If you mentioned the word “funeral” a hundred years ago – before penicillin – in most cultures people would imagine a baby or child. While that’s still the case in some places today, in modern society the word “funeral” now conjures an older adult. As older adults are moving into assisted living facilities and nursing homes, the rest of us don’t experience the aging and dying process on a daily basis. Even though our social imaginary is saturated with virtual death via contemporary media -- TV, movies, Internet, video games – physical death remains distant and “sanitized’ for most of us in our day-to-day lives.

LI: How has the church responded to these cultural shifts?

TM: Congregations are one of the few places in our society where death is openly acknowledged and for the most part dealt with. But even the church has to guard against being overly influenced by three cultural trends vis-à-vis death: obfuscation, medicalization, and abdication.

LI: Obfuscation?

TM: Obfuscation means the temptation to buy into the cultural trend of philosophical analysis when it comes to discussing death and avoiding talk about individual cases of death and dying. Straight talk about death in our culture is rare. Let’s make sure the church doesn’t fall into that trap.

LI: Medicalization is a good thing, right?

TM: Up to a point. Medical advances enable people to live longer and better lives these days. But that comes with a theological price tag. In medical terms, death is the enemy, to be avoided at all costs; in theological terms, mortality is part of being human and Christ’s death and resurrection means even mortality has been defeated: “O death, where is thy sting? O grave, where is thy victory?” (I Cor. 15:55)

LI: And abdication?

TM: The church cannot afford to abdicate its spiritual role in dealing with death and dying among parishioners, leaving it to doctors and hospitals to have the final say as people come to the end of their lives.

LI: Can you give an example of that?

TM: Sure. The fact that the percentage of people who die in hospitals as opposed to home has increased so dramatically, indicates that the determination of the terms of our deaths has shifted from a place that places greatest value on the relational and spiritual (our homes) to a place that places the greatest value on sheer survival (the hospital).

LI: How have Louisville Institute pastors and scholars dealt with this topic in their research?

TM: They have been strongest in mining scriptural and theological resources for information on the Christian understanding of death and dying. And they have also weighed in on topics like assisted dying, liturgical approaches to death and dying, the funeral industry in America, the Eucharist and death, and pastoral care of the dying.

LI: What new resources are available?

TM: An increasing number of very good resources are available. A few for consideration would include:

LI: Are there common areas of agreement, recommendations for what the church should do, in these more recent resources?

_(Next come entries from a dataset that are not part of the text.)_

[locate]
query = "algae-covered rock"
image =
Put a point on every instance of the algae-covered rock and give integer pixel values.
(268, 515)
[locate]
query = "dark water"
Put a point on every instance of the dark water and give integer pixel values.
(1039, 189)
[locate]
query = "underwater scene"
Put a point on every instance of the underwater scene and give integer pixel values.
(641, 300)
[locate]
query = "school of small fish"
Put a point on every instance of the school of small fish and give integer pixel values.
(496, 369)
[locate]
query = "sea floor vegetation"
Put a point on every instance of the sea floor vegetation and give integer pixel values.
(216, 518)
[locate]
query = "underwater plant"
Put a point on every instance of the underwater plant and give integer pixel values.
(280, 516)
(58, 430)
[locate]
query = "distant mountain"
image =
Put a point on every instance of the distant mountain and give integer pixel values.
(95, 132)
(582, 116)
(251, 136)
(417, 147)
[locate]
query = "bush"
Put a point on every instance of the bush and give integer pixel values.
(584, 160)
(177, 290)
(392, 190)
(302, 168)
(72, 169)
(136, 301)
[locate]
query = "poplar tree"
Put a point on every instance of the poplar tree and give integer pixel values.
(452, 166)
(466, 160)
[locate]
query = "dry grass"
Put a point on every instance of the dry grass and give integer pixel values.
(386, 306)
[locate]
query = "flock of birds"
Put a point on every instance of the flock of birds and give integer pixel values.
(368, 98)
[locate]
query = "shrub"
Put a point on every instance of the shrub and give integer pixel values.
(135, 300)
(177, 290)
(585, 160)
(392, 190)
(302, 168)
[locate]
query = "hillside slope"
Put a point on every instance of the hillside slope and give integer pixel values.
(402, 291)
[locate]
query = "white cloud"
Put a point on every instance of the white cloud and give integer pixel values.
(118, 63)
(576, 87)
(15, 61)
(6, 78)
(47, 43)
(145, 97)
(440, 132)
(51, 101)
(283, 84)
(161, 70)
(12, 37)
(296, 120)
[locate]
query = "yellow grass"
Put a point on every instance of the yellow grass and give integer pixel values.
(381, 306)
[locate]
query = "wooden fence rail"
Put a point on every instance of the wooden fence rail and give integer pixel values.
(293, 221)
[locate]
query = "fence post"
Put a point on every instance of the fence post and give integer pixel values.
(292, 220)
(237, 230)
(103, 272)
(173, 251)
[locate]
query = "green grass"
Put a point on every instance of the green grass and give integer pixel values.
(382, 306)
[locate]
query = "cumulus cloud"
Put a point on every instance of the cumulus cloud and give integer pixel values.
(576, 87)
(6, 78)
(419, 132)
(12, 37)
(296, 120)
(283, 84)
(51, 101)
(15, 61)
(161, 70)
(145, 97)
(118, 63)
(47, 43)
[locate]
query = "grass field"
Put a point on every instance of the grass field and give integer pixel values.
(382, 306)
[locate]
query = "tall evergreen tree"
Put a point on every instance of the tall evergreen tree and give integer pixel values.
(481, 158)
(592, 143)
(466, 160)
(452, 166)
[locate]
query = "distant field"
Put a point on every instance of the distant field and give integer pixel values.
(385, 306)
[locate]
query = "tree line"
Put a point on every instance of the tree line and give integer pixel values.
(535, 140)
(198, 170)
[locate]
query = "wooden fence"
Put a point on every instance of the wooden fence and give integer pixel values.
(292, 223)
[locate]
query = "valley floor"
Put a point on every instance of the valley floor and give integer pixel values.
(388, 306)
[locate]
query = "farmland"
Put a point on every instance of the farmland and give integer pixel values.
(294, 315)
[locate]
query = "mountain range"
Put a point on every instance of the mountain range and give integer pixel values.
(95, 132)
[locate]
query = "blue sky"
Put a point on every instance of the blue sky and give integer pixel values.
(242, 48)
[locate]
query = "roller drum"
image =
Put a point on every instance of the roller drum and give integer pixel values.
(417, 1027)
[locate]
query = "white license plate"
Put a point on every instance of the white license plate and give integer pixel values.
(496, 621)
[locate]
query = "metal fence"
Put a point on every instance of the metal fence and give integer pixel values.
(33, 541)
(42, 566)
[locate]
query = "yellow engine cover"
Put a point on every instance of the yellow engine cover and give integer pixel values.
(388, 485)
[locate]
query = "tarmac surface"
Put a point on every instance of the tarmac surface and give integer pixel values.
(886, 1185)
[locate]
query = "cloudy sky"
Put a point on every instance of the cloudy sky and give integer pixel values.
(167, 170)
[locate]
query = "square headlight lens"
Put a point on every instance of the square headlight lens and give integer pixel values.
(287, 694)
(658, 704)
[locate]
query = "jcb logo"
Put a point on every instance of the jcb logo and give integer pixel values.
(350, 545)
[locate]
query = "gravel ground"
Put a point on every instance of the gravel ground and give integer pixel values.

TM: Yes, I think that some very good trends are emerging, including productive ways of looking at the inevitable choices among hospitalization, hospice, and homecare. A few of the recommendations might be:

Tell the truth. As a general rule, keep in mind that better choices are made when better facts are available. A dying person can’t choose among healthcare options if he or she does not really know what is going on.
Assert a more theological prioritization regarding life, dying, death, and afterlife. Cultural trends do not always mesh well with theological truth. The church’s role is to speak for the latter.
Better utilize liturgical and worship resources. There is often under-utilized power in the liturgies and worship resources of the church. Learn to use them effectively.
Focus pastorally on balancing the provision of good information and advice with the patient/parishioner’s freedom to choose. Wise pastors, in consultation with wise doctors, have an important role to play in recommending good, better, and best options. This is no time for a non-committal Rogerianism. But wise patients must realize that in the end, they must choose what kind of care will provide the best kind of life and death for them and their families.